Rivera pitched in 96 playoff games and posted a 0.70 ERA in 141 innings. That is beyond insane.

As we debate who deserves enshrinement, Rivera is the perfect example of a small-Hall no-doubter. Everything from his cutter to his entrance music to his humility to his performance was iconic.

Frankly, I could be convinced to stop my ballot right here.

4. Curt Schilling

Schilling's absence continues to mystify me. He's the best big-game pitcher of my lifetime and even if he didn't quite hit some longevity benchmarks, it's not like 216 wins and 3,200 innings are embarrassing.

Halladay is likely to make it on the first ballot despite fewer wins and innings, thanks to a pair of Cy Young Awards. Schilling finished in the top four four times and might've won twice, except for the dominance of Arizona teammate Randy Johnson.

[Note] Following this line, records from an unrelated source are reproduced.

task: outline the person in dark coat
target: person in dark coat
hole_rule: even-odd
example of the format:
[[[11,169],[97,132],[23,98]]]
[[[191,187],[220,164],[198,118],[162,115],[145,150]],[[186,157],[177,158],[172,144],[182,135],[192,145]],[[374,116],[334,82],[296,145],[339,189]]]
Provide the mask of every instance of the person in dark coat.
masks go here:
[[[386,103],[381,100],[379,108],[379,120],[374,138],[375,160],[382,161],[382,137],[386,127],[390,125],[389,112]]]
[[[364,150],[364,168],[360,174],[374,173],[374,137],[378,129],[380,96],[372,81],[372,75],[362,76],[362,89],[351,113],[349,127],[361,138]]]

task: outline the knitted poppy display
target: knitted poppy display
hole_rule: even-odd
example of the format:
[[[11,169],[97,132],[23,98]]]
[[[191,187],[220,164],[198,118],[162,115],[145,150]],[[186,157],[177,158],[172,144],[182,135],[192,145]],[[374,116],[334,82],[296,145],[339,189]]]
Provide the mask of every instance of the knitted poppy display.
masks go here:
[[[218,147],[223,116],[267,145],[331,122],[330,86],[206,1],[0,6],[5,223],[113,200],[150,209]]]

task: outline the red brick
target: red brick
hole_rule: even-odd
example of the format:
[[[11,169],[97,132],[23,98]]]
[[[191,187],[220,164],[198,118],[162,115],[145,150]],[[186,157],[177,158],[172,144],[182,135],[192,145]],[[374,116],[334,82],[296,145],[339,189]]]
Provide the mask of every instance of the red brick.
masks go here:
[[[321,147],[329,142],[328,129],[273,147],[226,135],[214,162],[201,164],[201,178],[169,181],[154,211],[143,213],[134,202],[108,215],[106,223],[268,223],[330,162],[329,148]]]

Schilling retired with the best strikeout-to-walk ratio in history (4.38), ushering in the era of the power pitcher with pinpoint command. He has since been passed on that list by Chris Sale (5.3), Corey Kluber, and Stephen Strasburg, but none of them has done it for even 10 years yet and Schilling posted those numbers over 20.

Are his politics keeping him out? I'd like to think not, but they are pretty terrible, if we're being honest. Regardless, he strikes me as the ideal "cause" candidate for those who make it their life's work to put certain players in Cooperstown. His case is too strong, and at some point he'll stop being overlooked.

5. Roy Halladay

I was on the fence about Halladay because we're really only talking 10 years of greatness, once you strip away his slow start and broken-down finish. But then I read Tom Verducci's case in Sports Illustrated and was swayed.

Not only was Halladay a complete-game machine, leading the league seven times, he changed the way the game was pitched, breaking the fastball-curveball power template in favor of cutters and sinkers to both sides of the plate.

He owns the fifth-highest winning percentage of all-time (.659) despite playing for only two 90-win teams in his 16-year career.

His tragically pointless death while joyriding in a plane with multiple illicit substances in his system could garner some sympathy votes, but he doesn't need them. He deserves in on his merits.

6. Edgar Martinez

Martinez has always been a borderline candidate for me, but he was such a tremendous pure hitter whose on-base skills made him elite. He's likely to earn enshrinement in his final year on the ballot, and at least his election will pave the way for the next DH with a strong case: David Ortiz.

7. Gary Sheffield

If I have a cause, I guess this is it. Sheffield was not only a monster, he was wildly entertaining to watch, with his menacing waggle and murderous swing.

He also highlights one of the drawbacks of WAR, which tends to reward well-rounded players at the expense of those with one or two game-changing abilities. Sheffield was a Hall of Fame offensive talent who played terrible defense. I believe the former eliminates the need even to consider the latter.

He blasted over 500 homers with a .907 lifetime OPS and produced more than 80 WAR offensively, which ranks 35th all-time, between Rod Carew and Frank Thomas.

I loved watching him hit and freely admit I'm voting viscerally. Not every choice has to be about numbers.